Another beguilingly beautiful new Alfa Romeo, sparkling in the hot Italian summer sun...
Pretty thing, isn't it? Pininfarina style, handsomely stitched soft leather upholstery, enticing black-and-aluminium cabin, doubly welcoming because the new Spider has no roof and that drop top welcomes you inside like an open door invites you into a grand home.
What's under the bonnet?
V6 or twin-cam four - you choose but we started with the bigger engine. Push the starter button and that creamy smooth V6 snarls into action. The clutch is sweet, the steering fluid and linear, but the gearchange, although short in throw is slightly vague. All V6 versions of the Spider get four-wheel drive. The other engine option, the 2.2 four, is less torquey, so front-drive suffices to parcel out the power. The 3.2 V6 is the new General Motors-collaboration unit, built in Australia (how much further from Italy can you get?) but it’s zestful and elastic just like the old Alfa V6 that serenaded a generation of GTV buyers, although less tuneful. It zings around to the 7000rpm electronic rat-a-tat-tat cut off.
Performance is good but not special. The Spider is based on the handsome Brera coupe - in fact it’s a Brera convertible in all but name. And like the Brera, this is more tourer than tearaway. On winding roads you soon discover that the handling is also secure and stable and safe. But it doesn't sing to you, scintillate you. This car just doesn't have the agility of a Boxster or even the latest Z4. The four-wheel drive, beefy weight (almost 1700kg) and nose heaviness all spoil the fun. It's 65kg more than the Brera too, and to compensate for the half-as-good rigidity, the ride quality has been softened. Handling suffers. It feels what it is: a sports car based on a saloon, the dynamically good but not great Alfa 159.
So it's fine if you're happier slowing down to admire the view?
As the road straightens, you revel in the flipside of the car's character. What's been lost in agility and speed is made up for in comfort and easy liveability. The Spider is a roomy, relaxing convertible. Easy to drive, easy to use. Electronically controlled fabric roof down, windows up, wind deflector in place, it's a pleasant place to spend time.
And which model is the best buy?
The 2.2-litre engine version is better dynamically than the V6, if not so muscular. It's lighter, more agile, and the engine has that lovely twin-cam rasp redolent of all great Alfa fours. And since the front wheels only have 185bhp to deal with, torque-steer is never an issue.

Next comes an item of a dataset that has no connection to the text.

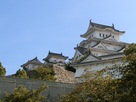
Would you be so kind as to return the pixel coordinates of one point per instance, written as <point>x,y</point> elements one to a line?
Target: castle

But wouldn't I be mad to buy any Alfa?
It's a familiar tale. While many of us in the UK admire Alfa's style and its BMW-alternative role, few of us spend money on them. It's why Alfa’s UK market share is a pathetic 0.2 percent. We don't trust the cars or, sadly, the dealers. But the quality of Alfas is improving, just as the character is being enhanced, and a big shake-up of the UK dealer network is imminent. Very soon, we Brits may once again buy Alfas instead of just loving them.
Gorgeous, sonorous, handsomely crafted by coachbuilders Pininfarina, and oozing character, verve and charm, the Spider is an easy car to like. Dynamically it falls slightly short of the competition, but it's lack of faith in the brand that will really prevent massive sales success.